On short timescales, the flow of information from DNA to cellular function is one-way. Technologies that reverse this flow by transferring non-genetic information into mutations in DNA would considerably advance how we study biology: they would allow cells to capture transient experiences, such as lineage relationships or environmental signals, into a durable and sequenceable DNA record in vivo.
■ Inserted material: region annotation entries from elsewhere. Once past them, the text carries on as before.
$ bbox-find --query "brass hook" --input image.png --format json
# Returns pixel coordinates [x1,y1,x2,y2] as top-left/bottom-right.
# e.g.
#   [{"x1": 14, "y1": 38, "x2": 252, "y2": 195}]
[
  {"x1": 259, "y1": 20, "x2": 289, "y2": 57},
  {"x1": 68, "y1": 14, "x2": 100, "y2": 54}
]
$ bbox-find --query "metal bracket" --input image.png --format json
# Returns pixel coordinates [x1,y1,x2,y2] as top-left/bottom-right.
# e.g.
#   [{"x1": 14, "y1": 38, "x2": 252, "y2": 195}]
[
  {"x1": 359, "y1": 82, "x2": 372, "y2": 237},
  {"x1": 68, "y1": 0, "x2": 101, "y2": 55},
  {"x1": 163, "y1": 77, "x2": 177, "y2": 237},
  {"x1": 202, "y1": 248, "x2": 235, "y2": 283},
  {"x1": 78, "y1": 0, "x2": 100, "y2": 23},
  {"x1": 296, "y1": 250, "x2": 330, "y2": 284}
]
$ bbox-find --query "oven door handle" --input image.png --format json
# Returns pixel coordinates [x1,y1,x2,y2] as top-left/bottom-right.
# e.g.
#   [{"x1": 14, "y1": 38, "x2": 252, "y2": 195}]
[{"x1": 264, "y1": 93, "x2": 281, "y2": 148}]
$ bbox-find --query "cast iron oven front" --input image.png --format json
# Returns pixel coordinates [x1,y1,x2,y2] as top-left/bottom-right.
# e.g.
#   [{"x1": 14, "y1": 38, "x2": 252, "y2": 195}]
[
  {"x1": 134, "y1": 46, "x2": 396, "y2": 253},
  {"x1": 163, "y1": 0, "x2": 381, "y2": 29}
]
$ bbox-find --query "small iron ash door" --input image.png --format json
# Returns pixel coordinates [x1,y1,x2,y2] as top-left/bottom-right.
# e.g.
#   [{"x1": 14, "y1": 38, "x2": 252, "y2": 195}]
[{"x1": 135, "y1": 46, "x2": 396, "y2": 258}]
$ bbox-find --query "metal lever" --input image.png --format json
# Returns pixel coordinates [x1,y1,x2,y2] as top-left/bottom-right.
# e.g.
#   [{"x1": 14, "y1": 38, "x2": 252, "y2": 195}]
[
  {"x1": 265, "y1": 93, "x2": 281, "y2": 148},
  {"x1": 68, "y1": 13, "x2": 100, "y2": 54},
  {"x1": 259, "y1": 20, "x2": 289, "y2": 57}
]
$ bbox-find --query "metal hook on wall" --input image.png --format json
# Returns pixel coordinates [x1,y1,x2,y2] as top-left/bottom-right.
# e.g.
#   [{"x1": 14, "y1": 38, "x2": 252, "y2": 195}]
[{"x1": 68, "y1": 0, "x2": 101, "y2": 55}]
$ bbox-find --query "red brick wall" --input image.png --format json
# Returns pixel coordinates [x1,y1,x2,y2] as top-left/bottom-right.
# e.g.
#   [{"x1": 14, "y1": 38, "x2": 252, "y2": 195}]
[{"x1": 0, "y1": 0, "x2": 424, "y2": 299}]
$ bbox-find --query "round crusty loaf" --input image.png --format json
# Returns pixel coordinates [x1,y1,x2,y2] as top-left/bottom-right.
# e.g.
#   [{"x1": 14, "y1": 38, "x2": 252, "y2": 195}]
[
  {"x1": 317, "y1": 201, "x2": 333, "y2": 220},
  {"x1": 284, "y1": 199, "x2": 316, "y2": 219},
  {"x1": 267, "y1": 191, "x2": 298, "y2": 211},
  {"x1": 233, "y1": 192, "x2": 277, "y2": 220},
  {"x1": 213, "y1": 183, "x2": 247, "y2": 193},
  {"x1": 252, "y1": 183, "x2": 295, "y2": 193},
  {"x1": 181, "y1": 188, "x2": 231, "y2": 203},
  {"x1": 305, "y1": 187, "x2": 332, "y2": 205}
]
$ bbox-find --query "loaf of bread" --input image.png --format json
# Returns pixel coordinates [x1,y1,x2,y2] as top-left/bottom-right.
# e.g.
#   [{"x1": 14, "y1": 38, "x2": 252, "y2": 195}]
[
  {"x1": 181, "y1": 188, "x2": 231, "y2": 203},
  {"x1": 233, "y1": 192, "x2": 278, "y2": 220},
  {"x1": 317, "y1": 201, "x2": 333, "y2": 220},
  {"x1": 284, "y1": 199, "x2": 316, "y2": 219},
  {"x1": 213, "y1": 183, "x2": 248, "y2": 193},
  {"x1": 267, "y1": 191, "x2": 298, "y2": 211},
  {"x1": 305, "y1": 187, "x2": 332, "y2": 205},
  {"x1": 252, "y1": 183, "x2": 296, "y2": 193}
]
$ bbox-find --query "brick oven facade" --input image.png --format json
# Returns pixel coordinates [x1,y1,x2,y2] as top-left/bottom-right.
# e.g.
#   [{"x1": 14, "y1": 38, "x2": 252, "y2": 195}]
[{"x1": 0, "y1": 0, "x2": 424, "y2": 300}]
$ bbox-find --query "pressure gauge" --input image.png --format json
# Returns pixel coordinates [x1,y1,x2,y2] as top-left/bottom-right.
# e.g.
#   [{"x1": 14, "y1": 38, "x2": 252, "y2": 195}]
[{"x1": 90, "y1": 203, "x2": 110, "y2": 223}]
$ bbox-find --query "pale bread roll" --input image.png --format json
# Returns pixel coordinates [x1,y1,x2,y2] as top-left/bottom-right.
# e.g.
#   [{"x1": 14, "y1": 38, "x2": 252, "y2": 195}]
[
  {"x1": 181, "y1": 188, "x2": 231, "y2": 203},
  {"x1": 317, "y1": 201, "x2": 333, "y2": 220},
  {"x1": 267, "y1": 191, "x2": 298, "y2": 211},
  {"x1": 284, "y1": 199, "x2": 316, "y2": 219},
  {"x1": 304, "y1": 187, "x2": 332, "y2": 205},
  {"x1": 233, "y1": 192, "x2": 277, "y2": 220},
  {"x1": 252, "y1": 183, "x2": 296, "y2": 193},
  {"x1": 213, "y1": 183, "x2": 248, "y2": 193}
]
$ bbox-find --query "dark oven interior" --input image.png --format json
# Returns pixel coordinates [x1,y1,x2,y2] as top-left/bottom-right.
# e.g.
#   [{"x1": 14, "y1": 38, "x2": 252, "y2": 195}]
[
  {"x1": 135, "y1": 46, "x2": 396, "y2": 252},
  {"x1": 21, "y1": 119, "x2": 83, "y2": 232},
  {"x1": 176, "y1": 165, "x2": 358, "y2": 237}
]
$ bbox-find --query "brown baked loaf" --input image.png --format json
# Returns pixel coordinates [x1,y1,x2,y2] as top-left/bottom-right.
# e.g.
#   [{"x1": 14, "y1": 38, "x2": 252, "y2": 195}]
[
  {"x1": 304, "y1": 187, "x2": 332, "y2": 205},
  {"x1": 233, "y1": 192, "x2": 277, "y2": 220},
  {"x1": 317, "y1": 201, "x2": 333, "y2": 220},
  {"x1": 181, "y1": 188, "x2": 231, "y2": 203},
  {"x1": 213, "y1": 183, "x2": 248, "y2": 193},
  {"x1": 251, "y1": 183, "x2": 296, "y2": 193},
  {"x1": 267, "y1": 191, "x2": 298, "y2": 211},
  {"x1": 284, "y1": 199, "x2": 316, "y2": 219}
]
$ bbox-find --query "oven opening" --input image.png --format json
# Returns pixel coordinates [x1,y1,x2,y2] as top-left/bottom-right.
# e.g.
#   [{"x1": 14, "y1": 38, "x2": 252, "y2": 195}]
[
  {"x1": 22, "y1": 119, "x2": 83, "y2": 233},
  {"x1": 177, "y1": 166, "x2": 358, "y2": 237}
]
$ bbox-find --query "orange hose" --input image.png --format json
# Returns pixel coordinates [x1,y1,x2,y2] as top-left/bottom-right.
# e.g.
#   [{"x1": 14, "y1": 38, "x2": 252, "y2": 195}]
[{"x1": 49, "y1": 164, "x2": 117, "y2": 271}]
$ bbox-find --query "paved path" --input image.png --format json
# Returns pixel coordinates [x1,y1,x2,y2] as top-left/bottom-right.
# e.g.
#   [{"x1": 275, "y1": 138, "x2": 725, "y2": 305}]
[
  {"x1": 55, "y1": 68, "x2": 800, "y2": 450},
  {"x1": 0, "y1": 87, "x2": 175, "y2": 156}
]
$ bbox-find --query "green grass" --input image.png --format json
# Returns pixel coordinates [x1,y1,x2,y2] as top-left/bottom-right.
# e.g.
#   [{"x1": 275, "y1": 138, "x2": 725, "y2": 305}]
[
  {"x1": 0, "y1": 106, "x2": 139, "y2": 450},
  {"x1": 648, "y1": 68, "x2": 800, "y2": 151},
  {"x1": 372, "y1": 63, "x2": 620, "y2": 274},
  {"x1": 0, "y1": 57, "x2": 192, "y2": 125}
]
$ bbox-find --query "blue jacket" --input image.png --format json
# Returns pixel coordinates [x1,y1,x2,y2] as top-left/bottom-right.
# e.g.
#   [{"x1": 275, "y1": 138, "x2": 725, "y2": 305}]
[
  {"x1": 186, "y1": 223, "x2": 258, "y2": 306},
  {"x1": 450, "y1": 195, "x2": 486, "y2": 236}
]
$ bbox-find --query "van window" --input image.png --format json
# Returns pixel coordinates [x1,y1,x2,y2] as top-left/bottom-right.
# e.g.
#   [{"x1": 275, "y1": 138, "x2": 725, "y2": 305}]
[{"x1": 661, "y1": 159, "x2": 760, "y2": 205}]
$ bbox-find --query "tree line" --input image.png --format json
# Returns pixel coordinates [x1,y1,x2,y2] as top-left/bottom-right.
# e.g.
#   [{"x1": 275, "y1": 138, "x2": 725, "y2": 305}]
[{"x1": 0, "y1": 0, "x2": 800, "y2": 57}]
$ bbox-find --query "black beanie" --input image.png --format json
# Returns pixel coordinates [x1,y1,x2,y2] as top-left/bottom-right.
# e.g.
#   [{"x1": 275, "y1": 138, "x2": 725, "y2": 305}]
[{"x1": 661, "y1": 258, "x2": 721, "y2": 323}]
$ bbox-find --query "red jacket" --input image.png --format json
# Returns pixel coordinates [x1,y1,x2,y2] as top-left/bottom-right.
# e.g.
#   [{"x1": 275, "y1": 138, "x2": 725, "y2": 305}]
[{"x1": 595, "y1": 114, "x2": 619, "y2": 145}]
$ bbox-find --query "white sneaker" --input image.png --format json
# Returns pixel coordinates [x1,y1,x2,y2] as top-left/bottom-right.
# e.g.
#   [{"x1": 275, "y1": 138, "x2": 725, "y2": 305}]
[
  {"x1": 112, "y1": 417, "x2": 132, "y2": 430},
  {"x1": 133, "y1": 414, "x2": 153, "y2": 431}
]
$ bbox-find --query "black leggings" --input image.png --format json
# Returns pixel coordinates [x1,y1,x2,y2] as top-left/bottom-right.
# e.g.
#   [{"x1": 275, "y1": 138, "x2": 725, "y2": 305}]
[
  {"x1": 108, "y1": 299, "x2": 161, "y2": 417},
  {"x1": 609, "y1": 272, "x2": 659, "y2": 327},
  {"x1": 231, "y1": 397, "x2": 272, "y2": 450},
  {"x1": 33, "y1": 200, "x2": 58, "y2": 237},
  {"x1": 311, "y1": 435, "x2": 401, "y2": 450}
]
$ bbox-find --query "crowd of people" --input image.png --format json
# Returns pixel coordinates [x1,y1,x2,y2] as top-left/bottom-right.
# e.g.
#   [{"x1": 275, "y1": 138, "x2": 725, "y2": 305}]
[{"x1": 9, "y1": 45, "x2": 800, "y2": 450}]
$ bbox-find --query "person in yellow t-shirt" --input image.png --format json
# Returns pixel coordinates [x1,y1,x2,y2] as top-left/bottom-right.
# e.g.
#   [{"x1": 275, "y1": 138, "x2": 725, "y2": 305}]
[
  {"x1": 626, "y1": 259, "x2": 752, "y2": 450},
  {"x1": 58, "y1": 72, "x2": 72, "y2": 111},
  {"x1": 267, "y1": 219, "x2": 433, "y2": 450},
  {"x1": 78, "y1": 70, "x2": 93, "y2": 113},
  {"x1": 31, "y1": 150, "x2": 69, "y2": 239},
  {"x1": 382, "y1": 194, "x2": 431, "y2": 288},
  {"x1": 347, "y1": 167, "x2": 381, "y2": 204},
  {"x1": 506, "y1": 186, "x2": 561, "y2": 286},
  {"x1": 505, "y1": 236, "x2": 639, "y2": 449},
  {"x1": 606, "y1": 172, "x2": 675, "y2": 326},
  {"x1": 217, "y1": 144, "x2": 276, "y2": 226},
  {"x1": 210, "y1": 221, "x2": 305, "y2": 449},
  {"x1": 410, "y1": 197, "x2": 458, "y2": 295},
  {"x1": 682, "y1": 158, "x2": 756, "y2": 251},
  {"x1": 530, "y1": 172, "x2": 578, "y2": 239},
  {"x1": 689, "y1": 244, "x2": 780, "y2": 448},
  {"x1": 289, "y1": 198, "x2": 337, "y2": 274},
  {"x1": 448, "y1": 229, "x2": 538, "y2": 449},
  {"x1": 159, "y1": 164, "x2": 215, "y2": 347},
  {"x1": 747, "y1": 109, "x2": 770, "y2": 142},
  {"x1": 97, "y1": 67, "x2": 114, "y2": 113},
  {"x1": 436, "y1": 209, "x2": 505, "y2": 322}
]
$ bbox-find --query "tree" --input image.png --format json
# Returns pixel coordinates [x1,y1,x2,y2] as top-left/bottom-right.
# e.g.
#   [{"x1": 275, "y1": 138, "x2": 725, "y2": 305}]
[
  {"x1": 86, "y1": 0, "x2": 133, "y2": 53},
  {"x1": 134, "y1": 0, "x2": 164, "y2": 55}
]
We have developed a synthetic locus in the genome of human cells that controllably accumulates insertion mutations in the presence of Streptococcus pyogenes Cas9 and terminal deoxynucleotidyl transferase (TdT). The locus expresses a self-targeting guide RNA that directs Cas9 to cut the locus itself, yielding a double stand break at which TdT inserts random nucleotides. Cycles of cutting, nucleotide insertion, and repair cause continuous and directional insertional mutagenesis at the locus, reminiscent of a ticker-tape. We describe the design and characterization of our “ticker-tape” locus (TTL) and demonstrate its use in recording two broad categories of non-genetic biological information, lineage and environment. When operating constitutively, the sequence of the TTL documents descent. When operating conditionally, the length of the TTL reflects exposure to the condition at single-cell resolution; we have successfully used the TTL as an analog recorder of the hypoxic response. In its current state, the TTL should have broad applications in cell, developmental, and cancer biology. Moreover, its distinguishing feature of ordered insertional mutagenesis should enable full single-cell-resolution lineage tracing in complex tumors and animals with further developments that we outline.